Elsevier

Journal of Econometrics

Volume 171, Issue 2, December 2012, Pages 101-120
Journal of Econometrics

A class of adaptive importance sampling weighted EM algorithms for efficient and robust posterior and predictive simulation

https://doi.org/10.1016/j.jeconom.2012.06.011Get rights and content

Abstract

A class of adaptive sampling methods is introduced for efficient posterior and predictive simulation. The proposed methods are robust in the sense that they can handle target distributions that exhibit non-elliptical shapes such as multimodality and skewness. The basic method makes use of sequences of importance weighted Expectation Maximization steps in order to efficiently construct a mixture of Student-t densities that approximates accurately the target distribution–typically a posterior distribution, of which we only require a kernel–in the sense that the Kullback–Leibler divergence between target and mixture is minimized. We label this approach Mixture of t by Importance Sampling weighted Expectation Maximization (MitISEM). The constructed mixture is used as a candidate density for quick and reliable application of either Importance Sampling (IS) or the Metropolis–Hastings (MH) method. We also introduce three extensions of the basic MitISEM approach. First, we propose a method for applying MitISEM in a sequential manner, so that the candidate distribution for posterior simulation is cleverly updated when new data become available. Our results show that the computational effort reduces enormously, while the quality of the approximation remains almost unchanged. This sequential approach can be combined with a tempering approach, which facilitates the simulation from densities with multiple modes that are far apart. Second, we introduce a permutation-augmented MitISEM approach. This is useful for importance or Metropolis–Hastings sampling from posterior distributions in mixture models without the requirement of imposing identification restrictions on the model’s mixture regimes’ parameters. Third, we propose a partial MitISEM approach, which aims at approximating the joint distribution by estimating a product of marginal and conditional distributions. This division can substantially reduce the dimension of the approximation problem, which facilitates the application of adaptive importance sampling for posterior simulation in more complex models with larger numbers of parameters.

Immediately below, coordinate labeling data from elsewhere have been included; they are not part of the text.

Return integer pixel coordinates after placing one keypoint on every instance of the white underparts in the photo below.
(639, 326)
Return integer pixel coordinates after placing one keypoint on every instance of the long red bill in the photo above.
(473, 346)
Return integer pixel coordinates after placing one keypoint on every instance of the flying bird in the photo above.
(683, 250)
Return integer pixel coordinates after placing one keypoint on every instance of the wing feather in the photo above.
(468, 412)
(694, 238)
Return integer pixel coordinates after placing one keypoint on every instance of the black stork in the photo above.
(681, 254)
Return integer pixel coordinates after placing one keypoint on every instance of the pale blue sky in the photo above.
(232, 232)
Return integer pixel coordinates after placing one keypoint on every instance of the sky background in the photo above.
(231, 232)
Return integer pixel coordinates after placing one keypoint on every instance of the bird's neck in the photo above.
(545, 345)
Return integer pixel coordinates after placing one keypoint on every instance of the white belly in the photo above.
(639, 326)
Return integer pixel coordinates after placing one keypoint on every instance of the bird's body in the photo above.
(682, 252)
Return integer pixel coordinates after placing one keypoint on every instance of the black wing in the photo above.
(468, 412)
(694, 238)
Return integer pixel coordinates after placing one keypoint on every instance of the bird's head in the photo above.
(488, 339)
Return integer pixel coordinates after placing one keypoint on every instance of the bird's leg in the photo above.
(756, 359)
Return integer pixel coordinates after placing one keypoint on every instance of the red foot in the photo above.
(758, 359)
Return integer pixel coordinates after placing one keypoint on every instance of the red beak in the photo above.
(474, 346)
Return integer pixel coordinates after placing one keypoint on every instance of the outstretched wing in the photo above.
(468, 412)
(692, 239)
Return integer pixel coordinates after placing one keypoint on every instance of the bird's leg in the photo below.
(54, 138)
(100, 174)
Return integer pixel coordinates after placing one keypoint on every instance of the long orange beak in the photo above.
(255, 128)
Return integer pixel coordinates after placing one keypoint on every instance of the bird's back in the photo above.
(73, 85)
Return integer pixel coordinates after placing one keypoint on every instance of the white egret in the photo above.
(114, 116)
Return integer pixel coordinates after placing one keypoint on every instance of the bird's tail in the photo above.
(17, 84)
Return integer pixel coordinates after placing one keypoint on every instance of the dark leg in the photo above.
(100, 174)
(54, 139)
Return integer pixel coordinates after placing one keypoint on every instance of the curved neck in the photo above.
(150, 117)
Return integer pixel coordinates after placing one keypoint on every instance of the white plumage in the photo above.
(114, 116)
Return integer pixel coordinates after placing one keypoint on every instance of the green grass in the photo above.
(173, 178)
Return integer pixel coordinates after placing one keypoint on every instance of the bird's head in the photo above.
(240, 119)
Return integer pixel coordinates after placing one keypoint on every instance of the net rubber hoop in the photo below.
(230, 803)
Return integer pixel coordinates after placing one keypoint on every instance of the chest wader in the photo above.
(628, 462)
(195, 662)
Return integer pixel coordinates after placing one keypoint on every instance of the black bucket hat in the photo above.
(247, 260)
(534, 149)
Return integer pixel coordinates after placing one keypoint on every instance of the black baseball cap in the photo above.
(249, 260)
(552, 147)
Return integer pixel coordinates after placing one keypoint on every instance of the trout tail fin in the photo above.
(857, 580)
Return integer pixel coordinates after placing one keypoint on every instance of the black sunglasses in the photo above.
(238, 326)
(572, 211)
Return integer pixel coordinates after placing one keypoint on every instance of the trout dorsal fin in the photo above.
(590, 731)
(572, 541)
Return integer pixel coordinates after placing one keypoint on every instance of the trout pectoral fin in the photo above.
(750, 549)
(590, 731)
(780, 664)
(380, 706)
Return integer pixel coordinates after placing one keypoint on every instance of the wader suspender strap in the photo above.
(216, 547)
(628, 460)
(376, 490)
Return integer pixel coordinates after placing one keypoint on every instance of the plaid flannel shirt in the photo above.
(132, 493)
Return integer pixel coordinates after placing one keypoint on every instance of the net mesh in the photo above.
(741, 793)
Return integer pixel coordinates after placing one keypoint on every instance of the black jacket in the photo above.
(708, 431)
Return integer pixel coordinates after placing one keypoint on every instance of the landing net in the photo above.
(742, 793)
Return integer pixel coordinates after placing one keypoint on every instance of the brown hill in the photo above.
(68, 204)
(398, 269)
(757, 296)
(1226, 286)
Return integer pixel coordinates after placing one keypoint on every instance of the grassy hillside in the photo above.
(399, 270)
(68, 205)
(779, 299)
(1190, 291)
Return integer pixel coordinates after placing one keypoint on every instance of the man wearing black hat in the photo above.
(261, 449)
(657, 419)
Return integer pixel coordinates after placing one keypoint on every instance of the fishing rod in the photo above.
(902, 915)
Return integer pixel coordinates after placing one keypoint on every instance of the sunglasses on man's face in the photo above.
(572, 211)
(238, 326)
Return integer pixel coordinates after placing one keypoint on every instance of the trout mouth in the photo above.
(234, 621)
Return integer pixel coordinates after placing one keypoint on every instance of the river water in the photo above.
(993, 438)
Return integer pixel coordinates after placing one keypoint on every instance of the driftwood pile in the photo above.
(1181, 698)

Our results indicate that the proposed methods can substantially reduce the computational burden in econometric models like DCC or mixture GARCH models and a mixture instrumental variables model.

Introduction

For a few decades there has been considerable interest in Bayesian analysis using computer generated pseudo random draws from the posterior and predictive distribution. Markov Chain Monte Carlo (MCMC) techniques are useful for this purpose and a popular MCMC technique is the Metropolis–Hastings algorithm, developed by Metropolis et al. (1953) and generalized by Hastings (1970). Several updates of this sampler are proposed in the literature, especially the idea of adapting the proposal distribution given sampled draws.

Monte Carlo procedures based on Importance Sampling (IS), see Hammersley and Handscomb (1964), are an alternative. This idea has been introduced in Bayesian inference by Kloek and van Dijk (1978) and is further developed by van Dijk and Kloek, 1980, van Dijk and Kloek, 1984 and, in particular, by Geweke (1989). Cappé et al. (2008) discuss that there exists renewed interest in Importance Sampling. This is due to its relatively simple properties which allow for the development of parallel implementation. The increased popularity of Importance Sampling goes jointly with the development of multiple core machines and computer clusters.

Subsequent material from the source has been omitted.